Patterns of change in endoneurial capillary permeability and vascular space during nerve regeneration.

In frog sciatic nerve crushed and allowed to regenerate, an in situ perfusion technique was used to measure the permeability coefficient-surface area product (PS) of endoneurial capillaries to [14C]sucrose and endoneurial vascular space (V) at intervals of 3 days to 12 weeks post-crush. Additionally, the amplitude and latency of the compound action potential (CAP) of the regenerating nerve were also monitored. There was a delayed increase of both PS and V which peaked at 2-3 weeks after the crush and then declined. This is strikingly similar to the pattern seen in transected nerves.
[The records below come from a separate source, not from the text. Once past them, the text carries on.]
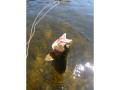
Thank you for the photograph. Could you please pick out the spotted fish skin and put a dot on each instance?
(60, 61)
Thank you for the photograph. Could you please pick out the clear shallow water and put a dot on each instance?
(76, 19)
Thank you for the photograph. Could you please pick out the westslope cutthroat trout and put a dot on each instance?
(61, 49)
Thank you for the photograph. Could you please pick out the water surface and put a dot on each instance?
(74, 18)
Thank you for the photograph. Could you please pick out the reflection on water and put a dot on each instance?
(74, 18)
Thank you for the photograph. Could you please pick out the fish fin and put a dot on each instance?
(50, 56)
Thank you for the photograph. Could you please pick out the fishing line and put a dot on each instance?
(36, 19)
(34, 24)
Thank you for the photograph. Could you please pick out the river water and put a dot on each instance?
(75, 18)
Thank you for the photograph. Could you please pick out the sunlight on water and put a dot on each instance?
(81, 69)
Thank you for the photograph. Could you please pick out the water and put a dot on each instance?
(74, 18)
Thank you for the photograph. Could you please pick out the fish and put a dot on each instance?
(59, 55)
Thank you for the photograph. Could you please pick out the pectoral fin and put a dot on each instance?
(50, 56)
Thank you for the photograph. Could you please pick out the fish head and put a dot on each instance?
(61, 44)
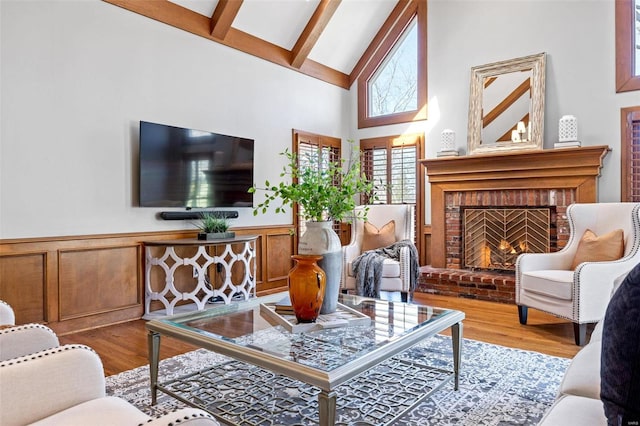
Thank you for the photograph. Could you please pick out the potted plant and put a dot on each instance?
(324, 195)
(213, 227)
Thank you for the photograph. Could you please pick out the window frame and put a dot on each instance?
(417, 10)
(626, 79)
(627, 116)
(389, 144)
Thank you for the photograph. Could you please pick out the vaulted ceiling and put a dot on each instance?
(331, 40)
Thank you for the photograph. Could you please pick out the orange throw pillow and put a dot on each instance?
(374, 238)
(592, 248)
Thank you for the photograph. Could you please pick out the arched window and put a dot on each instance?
(393, 86)
(627, 45)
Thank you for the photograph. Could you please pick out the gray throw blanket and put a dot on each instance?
(368, 267)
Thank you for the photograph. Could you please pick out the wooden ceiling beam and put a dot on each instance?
(185, 19)
(312, 31)
(223, 17)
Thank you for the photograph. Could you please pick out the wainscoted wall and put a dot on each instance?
(82, 282)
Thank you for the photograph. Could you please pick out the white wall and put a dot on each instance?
(579, 39)
(78, 76)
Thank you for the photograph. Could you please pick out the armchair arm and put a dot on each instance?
(184, 416)
(41, 384)
(595, 282)
(26, 339)
(544, 261)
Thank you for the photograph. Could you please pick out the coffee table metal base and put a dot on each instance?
(241, 394)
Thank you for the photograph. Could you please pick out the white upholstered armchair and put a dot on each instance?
(548, 281)
(66, 386)
(18, 340)
(395, 274)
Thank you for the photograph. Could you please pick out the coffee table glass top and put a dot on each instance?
(241, 328)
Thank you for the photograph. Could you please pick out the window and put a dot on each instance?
(393, 86)
(391, 163)
(316, 151)
(630, 154)
(627, 45)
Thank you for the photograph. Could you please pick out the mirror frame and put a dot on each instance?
(535, 63)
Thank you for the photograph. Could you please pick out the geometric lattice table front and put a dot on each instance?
(236, 265)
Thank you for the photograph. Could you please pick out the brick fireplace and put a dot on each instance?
(552, 178)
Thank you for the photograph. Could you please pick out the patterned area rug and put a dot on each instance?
(498, 386)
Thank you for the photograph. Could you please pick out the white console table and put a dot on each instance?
(170, 261)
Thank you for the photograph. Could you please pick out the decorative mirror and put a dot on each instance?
(506, 105)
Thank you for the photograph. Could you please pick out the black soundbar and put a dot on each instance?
(197, 214)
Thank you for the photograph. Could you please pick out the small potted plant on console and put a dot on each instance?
(214, 227)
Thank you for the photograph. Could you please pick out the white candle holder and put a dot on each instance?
(448, 140)
(568, 129)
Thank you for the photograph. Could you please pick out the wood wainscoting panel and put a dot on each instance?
(24, 280)
(281, 245)
(98, 280)
(75, 283)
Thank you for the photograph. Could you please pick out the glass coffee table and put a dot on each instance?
(326, 359)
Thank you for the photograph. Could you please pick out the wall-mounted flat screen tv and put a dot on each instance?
(194, 169)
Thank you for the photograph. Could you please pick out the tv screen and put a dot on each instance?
(193, 168)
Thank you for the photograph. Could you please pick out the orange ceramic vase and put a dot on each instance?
(306, 287)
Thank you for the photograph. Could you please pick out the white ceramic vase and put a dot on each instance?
(320, 239)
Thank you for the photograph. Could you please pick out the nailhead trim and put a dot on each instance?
(42, 354)
(17, 328)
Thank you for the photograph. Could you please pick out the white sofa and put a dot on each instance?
(578, 401)
(66, 386)
(18, 340)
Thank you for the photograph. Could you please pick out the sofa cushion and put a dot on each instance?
(574, 410)
(582, 378)
(554, 283)
(374, 238)
(620, 367)
(592, 248)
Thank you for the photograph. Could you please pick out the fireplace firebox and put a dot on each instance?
(494, 237)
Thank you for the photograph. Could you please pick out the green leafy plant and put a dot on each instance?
(324, 194)
(211, 223)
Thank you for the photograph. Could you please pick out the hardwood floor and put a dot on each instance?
(124, 346)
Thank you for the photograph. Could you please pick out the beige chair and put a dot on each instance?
(545, 281)
(66, 386)
(396, 275)
(7, 316)
(18, 340)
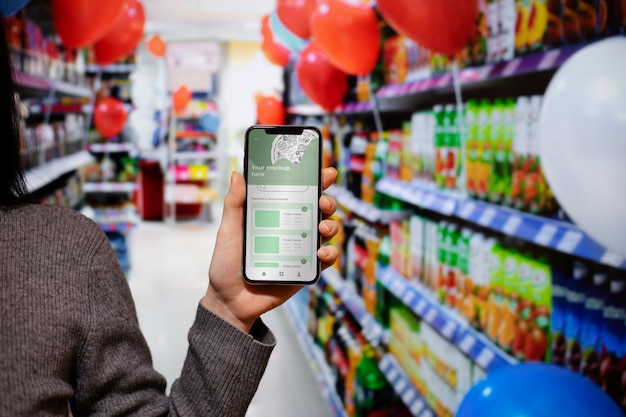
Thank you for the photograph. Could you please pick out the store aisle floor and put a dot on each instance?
(169, 277)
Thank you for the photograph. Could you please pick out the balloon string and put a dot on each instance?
(456, 82)
(375, 108)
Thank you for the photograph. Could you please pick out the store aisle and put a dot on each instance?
(168, 277)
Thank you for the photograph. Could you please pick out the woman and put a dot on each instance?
(69, 331)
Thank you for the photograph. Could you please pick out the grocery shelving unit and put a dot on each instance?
(192, 169)
(524, 75)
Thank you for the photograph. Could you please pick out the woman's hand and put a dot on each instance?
(228, 295)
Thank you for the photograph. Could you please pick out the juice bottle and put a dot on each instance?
(524, 305)
(495, 302)
(484, 149)
(555, 33)
(575, 295)
(442, 258)
(521, 26)
(534, 189)
(471, 147)
(452, 142)
(591, 337)
(373, 394)
(441, 155)
(520, 153)
(506, 332)
(536, 343)
(537, 24)
(496, 156)
(613, 362)
(571, 22)
(507, 17)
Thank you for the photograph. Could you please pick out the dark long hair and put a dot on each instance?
(12, 182)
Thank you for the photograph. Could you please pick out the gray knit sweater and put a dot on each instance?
(69, 332)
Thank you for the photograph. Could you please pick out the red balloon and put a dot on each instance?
(296, 16)
(124, 36)
(273, 51)
(110, 117)
(348, 34)
(156, 46)
(181, 98)
(270, 111)
(443, 26)
(82, 22)
(321, 81)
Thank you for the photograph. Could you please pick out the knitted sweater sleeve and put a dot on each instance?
(114, 374)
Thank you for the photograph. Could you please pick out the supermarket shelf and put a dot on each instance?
(44, 85)
(113, 147)
(41, 176)
(362, 209)
(111, 69)
(475, 76)
(194, 135)
(404, 388)
(355, 107)
(318, 363)
(37, 109)
(446, 321)
(560, 236)
(306, 110)
(370, 328)
(109, 187)
(185, 156)
(418, 194)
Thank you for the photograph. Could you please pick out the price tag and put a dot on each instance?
(448, 330)
(448, 207)
(467, 343)
(467, 210)
(408, 297)
(511, 225)
(417, 407)
(421, 306)
(400, 385)
(392, 375)
(570, 241)
(613, 259)
(431, 315)
(429, 200)
(487, 216)
(485, 358)
(545, 235)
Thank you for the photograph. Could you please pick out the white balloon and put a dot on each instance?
(583, 140)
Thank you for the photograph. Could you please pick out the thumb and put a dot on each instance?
(232, 217)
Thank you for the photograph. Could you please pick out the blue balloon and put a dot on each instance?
(536, 390)
(10, 7)
(286, 37)
(210, 122)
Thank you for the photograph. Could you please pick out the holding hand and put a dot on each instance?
(228, 295)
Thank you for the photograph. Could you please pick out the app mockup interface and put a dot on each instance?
(282, 206)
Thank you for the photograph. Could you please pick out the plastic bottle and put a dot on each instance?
(373, 395)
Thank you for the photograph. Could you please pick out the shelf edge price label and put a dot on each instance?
(467, 210)
(467, 343)
(421, 306)
(484, 358)
(612, 259)
(545, 235)
(487, 216)
(417, 407)
(431, 315)
(512, 225)
(570, 241)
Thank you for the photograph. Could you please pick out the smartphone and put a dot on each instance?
(282, 168)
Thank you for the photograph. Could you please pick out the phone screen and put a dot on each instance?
(283, 178)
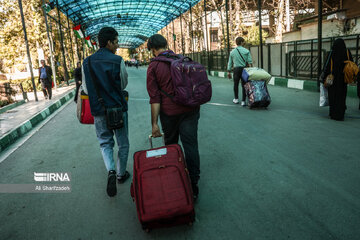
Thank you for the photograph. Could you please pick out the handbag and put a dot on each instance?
(113, 115)
(324, 97)
(246, 63)
(329, 80)
(83, 110)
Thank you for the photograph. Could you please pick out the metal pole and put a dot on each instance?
(260, 35)
(207, 39)
(295, 58)
(312, 57)
(50, 49)
(167, 33)
(192, 33)
(69, 32)
(227, 27)
(319, 41)
(77, 49)
(174, 36)
(281, 59)
(182, 38)
(357, 50)
(269, 58)
(62, 45)
(27, 48)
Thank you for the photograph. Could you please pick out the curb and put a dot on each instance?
(293, 83)
(11, 106)
(26, 126)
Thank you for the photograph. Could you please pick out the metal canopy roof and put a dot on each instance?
(135, 20)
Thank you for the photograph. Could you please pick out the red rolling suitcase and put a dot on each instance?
(161, 187)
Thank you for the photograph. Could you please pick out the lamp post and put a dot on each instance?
(260, 35)
(319, 40)
(27, 48)
(50, 47)
(62, 45)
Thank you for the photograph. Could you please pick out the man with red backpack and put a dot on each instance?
(179, 113)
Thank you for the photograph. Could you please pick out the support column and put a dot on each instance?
(260, 35)
(182, 38)
(72, 50)
(207, 39)
(174, 36)
(66, 74)
(192, 33)
(227, 28)
(27, 48)
(51, 50)
(319, 40)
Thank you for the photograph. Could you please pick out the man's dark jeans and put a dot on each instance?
(237, 79)
(184, 125)
(46, 87)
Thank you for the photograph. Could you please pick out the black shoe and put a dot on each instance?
(111, 187)
(195, 191)
(124, 177)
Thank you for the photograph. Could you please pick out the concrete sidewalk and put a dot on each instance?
(18, 121)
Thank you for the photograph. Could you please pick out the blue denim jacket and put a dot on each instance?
(108, 68)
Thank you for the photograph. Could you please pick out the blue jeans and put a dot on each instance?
(186, 126)
(106, 140)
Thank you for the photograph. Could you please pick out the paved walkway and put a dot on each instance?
(19, 116)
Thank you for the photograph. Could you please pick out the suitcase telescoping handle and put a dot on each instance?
(151, 137)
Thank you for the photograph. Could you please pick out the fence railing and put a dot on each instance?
(297, 59)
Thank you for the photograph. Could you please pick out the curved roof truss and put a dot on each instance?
(135, 20)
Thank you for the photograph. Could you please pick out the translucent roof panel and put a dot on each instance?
(135, 20)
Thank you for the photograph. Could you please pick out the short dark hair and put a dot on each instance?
(106, 34)
(156, 41)
(239, 40)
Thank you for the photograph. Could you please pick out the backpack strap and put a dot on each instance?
(241, 56)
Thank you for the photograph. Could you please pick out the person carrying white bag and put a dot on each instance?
(239, 58)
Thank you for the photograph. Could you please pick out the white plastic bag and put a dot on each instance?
(324, 99)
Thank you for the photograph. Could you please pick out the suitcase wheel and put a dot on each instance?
(145, 228)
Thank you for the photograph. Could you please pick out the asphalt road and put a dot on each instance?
(288, 172)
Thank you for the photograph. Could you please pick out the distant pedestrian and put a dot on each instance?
(77, 76)
(338, 90)
(45, 74)
(239, 58)
(104, 85)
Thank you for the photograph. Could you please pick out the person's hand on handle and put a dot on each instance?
(229, 75)
(156, 131)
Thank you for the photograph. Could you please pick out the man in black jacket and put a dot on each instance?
(45, 74)
(78, 78)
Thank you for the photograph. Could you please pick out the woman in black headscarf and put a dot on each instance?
(338, 90)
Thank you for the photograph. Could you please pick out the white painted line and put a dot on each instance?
(293, 83)
(221, 104)
(13, 147)
(298, 84)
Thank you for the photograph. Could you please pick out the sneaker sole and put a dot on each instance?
(111, 187)
(122, 180)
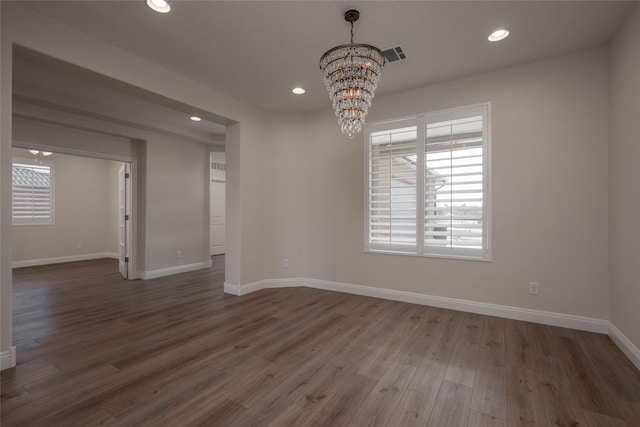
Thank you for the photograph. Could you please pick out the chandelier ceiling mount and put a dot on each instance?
(351, 73)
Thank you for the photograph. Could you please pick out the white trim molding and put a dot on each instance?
(247, 288)
(162, 272)
(589, 324)
(571, 321)
(8, 358)
(59, 260)
(625, 344)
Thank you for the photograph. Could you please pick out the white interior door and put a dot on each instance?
(124, 201)
(217, 204)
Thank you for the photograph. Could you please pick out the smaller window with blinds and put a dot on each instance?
(428, 184)
(32, 192)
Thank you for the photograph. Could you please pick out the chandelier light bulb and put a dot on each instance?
(160, 6)
(498, 35)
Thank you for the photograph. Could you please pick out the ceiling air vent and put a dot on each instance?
(394, 54)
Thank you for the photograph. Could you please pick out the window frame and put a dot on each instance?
(420, 121)
(50, 220)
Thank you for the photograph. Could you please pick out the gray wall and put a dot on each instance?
(624, 179)
(549, 191)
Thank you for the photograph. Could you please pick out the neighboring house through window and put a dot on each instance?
(32, 192)
(428, 184)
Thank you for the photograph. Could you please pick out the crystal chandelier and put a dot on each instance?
(351, 73)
Whereas both PS and V reached near normal levels 6 weeks after transection, in regenerating nerves V continued toward normal levels but PS increased again to peak around 9 weeks post-crush. This second peak of PS coincided with a rapid increase of the CAP amplitude and a sharp decline of its latency. As is the case for transected nerves, the initial increase of PS is probably induced by breakdown products of axons or chemical signals from attendant Schwann cells and related to the clearance of debris from the endoneurium. The later increase of PS may be an endoneurial homeostatic mechanism to increase blood-nerve exchange during rapid axonal growth and remyelination.